CStanford
Cook
The problem with mineral pans, or thin SS pans is that they develop hot spots where the flame touches the pan. Yes, they do heat more quickly than CI. That being said, thinner CI pans such as Griswold pans also had hot spots. Cast iron is a poor heat conductor. Thicker CI must be pre-heated long enough to let the heat spread more evenly in the pan. But the same is true of aluminum and copper pans, as they give up their heat as easily as they absorb it from the cooking source. When cold food is added, it quickly cools the metal of thinner pans, and the spots that are touching the heat source remain the hottest points. On a commercial stove, the flame pattern is designed to touch as much of the pan surface as possible. This just isn't the same with home burners. The other reason people love CI is that it is very durable, and easy to care for. It never needs to be tinned.
I have a high-carbon steel, flat-bottomed wok that is a great cooking tool, and is as non-stick as are my CI pans. But the wok suffers much more from hot spots that does my Wagner and Lodge CI pans. For light duty cooking, such as frying an egg, or making an English Muffin, my Griswold CI pans work very well. My SS pan with the encapsulated bottom is also a very useful pan, and is nearly as easy to care for as are my CI pans. But things stick to it more readily, even when I'm doing everything right.
Unless aluminum pans are seasoned properly, or coated in some kind of non-stick, be it ceramic, or teflon, foods stick, and react quickly to the metal, especially foods that are acidic or alkali.
The largest drawback to CI is its weight. I can't imagine trying to manhandle a CI pan to flip foods, using the pan. Plus, CI isn't constructed in the proper shapes to do such things.
The restaurant environment is set up for fast production. The home kitchen usually isn't. I can make things in my kitchen that would be difficult to replicate in a restaurant kitchen. But there are foods that a restaurant kitchen can do that I can't, as I don't have all of the same tools or appliances.
Comparing CI to other metals used in cooking is simply comparing apples to oranges. Each is good, but has different aspects that make it good.
Remember always that it is the heat that does the work. With a simple stick, strong twine, and a hearth, you can roast a perfect turkey. But it's more easily done in the oven, or on the grill as there is less mess to clean up, and less fussing you have to do with the bird. Pots, pans, burners, ovens, are simply tools that allow us to use the heat more efficiently. Arguing about which pan is the best is to me, just silly. Each kind has a function, and will cook food, albeit with a little different technique than the other.

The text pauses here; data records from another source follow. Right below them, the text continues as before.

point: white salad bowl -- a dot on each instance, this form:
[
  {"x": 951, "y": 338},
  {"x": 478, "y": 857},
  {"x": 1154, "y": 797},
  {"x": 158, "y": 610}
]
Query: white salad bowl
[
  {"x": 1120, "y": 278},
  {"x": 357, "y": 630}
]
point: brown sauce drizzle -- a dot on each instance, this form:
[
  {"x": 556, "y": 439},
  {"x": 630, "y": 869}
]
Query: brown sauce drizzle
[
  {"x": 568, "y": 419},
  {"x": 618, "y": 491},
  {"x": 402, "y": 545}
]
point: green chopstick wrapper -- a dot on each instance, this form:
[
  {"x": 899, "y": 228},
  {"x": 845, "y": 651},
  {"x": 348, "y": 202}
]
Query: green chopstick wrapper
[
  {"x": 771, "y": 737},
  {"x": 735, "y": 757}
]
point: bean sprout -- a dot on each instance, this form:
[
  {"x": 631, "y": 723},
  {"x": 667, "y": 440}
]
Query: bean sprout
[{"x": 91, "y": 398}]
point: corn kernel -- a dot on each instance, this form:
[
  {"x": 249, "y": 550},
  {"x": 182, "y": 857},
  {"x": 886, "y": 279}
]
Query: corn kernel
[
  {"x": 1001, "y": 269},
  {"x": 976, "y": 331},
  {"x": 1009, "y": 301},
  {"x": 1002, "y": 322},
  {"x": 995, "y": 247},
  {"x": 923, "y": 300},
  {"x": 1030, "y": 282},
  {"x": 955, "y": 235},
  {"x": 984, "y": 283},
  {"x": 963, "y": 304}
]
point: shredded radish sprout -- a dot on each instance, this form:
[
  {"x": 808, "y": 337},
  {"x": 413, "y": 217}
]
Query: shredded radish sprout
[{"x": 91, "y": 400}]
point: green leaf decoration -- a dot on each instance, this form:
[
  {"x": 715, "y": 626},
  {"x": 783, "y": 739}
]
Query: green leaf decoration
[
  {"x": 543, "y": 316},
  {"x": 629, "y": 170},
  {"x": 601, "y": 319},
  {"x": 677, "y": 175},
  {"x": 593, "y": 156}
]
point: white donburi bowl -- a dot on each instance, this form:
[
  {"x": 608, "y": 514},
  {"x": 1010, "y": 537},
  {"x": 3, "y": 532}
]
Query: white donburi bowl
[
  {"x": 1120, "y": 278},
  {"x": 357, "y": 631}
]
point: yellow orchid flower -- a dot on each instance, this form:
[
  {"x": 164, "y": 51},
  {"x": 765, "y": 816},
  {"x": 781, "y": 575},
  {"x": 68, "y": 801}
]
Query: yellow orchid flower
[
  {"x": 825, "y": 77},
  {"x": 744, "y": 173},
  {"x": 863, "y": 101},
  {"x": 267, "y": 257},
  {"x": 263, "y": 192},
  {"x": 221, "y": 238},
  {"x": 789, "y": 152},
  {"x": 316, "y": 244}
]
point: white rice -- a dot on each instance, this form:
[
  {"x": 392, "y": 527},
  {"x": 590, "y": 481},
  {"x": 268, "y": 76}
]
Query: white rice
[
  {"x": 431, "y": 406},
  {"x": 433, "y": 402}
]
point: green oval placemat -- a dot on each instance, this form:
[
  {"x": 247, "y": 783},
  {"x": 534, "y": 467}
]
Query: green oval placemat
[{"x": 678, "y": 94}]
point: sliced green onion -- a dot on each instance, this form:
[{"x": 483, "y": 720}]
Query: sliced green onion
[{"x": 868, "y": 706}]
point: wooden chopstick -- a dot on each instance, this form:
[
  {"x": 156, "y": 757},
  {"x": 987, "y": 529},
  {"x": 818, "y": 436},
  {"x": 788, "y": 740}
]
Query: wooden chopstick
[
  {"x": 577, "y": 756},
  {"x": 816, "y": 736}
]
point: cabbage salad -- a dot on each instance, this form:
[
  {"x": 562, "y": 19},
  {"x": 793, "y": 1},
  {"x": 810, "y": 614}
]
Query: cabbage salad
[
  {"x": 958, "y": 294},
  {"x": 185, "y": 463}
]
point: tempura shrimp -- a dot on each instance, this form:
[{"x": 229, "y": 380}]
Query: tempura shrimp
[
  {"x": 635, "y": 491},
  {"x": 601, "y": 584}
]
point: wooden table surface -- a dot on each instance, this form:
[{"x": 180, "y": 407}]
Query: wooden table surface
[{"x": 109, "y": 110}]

Trust me, I can make really good food in most of the various types of pots and pans out there. And I can seriously destroy what could have been a great meal by inattention, or improper use of the pot or pan.
Seeeeeeya; Chief Longwind of the North
All pans are hot right under the flame. Every single one regardless of the quality of the hob. It's simple physics. Moreover, that's where you cook the food. If that spot is too hot, you turn the flame down. You don't manage the process by worrying about what the temp is out near the edge. You're unlikely to ruin product out there, if it's even out there in the first place (more on that below).
Most every home chef keeps food in the pan too long, usually at too low a temp, and crowds the pan instead of cooking the food in series. If I'm doing a chicken saute' with eight pieces, at the browning step I'm putting two pieces in a ten or eleven inch skillet at a time and that's it. They'll all go back in the pan later with the liquid. I couldn't care less what the temp of the pan is at the eight or nine inch diameter mark. There's no real reason to. You can cook the product in series faster than you can by throwing three, four, or five pieces in. And you can cook it perfectly -- you have fewer items in the pan to watch and they're sitting right in the middle of the pan over that gorgeous blue flame.
Try it. Promise you'll like it. It renders nine-tenths of the stuff people worry and pontificate about totally moot.